The company, which operates in the Northern Emirates, launched a licensing round in April, offering seismic data rooms in Ras Al Khaimah and London.
"We've had Indian companies show interest but we've had interest from lots of geographies as well. So we are very pleased," said Nishant Dighe, chief executive of RAK Gas.
The UAE, which accounts for 4.2 per cent of global oil production, has three ongoing licensing rounds this year, as higher oil prices revive investor interest in upstream assets.
State-owned Abu Dhabi National Oil Company launched its first licensing round in May, offering six blocks to international investors, while Sharjah National Oil Company has also offered concessions this year.

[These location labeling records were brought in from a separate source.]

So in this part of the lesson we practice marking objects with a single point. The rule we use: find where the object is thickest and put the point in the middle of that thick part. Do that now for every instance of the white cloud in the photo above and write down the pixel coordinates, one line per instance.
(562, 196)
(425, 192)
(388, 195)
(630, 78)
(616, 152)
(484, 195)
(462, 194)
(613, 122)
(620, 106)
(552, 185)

Indian companies have snapped up a number of deals in the UAE's energy sector as Asia's third biggest economy seeks closer ties with oil producers in the Middle East.
In February, Adnoc awarded Indian company Larsen & Toubro a contract worth more than Dh1.25bn to develop a small onshore field. Adnoc also awarded a 10 per cent interest in its Lower Zakum offshore concession to a consortium of Indian companies in a Dh2.2bn deal.
RAK, which is home to large industrial companies, including the energy-intensive ceramics sector, requires additional gas supplies to meet growing commercial demand.
RAK Gas, which is likely to close the bid round by end of the year, is offering exploration and production sharing agreement contracts to potential investors, said Mr Dighe.
“[This is] quite unique in the region, but a framework that many oil companies are comfortable with,” he said.
The company operates a gas plant, which is expected to off-take much of the potential gas finds by investors, while condensate could be available for export. Condensate is a light oil that fetches a higher price than normal crude because it is easier to refine into products.
“Any liquids that are produced here, whether that’s oil production coming to our gas plants, condensate that might be associated with gas production, we would process and store in our gas processing facility," said Mr Dighe. "And we have storage and facilities for unloading the crude or condensate into tankers, which will ship internationally."
RAK Gas has a processing plant with a 150 million cubic feet per day capacity at Khor Khwair that produces gas, liquefied petroleum gas and condensate.
In an interview with The National, Total UAE president Hatem Nusseibeh said the French oil major was studying all three ongoing bid rounds in the country, as it looked to snap up lower-cost barrels in the Middle East.
The launch of simultaneous rounds at a time when oil prices are above $70 per barrel after a three-year lull is helpful for investors, said Robin Mills, chief executive at consultancy Qamar Energy.
"The three bid rounds have been launched on their own initiative. Except that of course oil prices are higher and that means more investment and chance of a successful round,” he said. "And production in Ras Al Khaimah and Sharjah has been declining for years and they need some new gas for local needs."
RAK, which had earlier relied on the Saleh field, has been searching for alternatives following its closure last year. The field, which lies 48km offshore RAK, has been on the decline due to pressure depletion and water breakthrough, and had been producing inconsistently since 1996.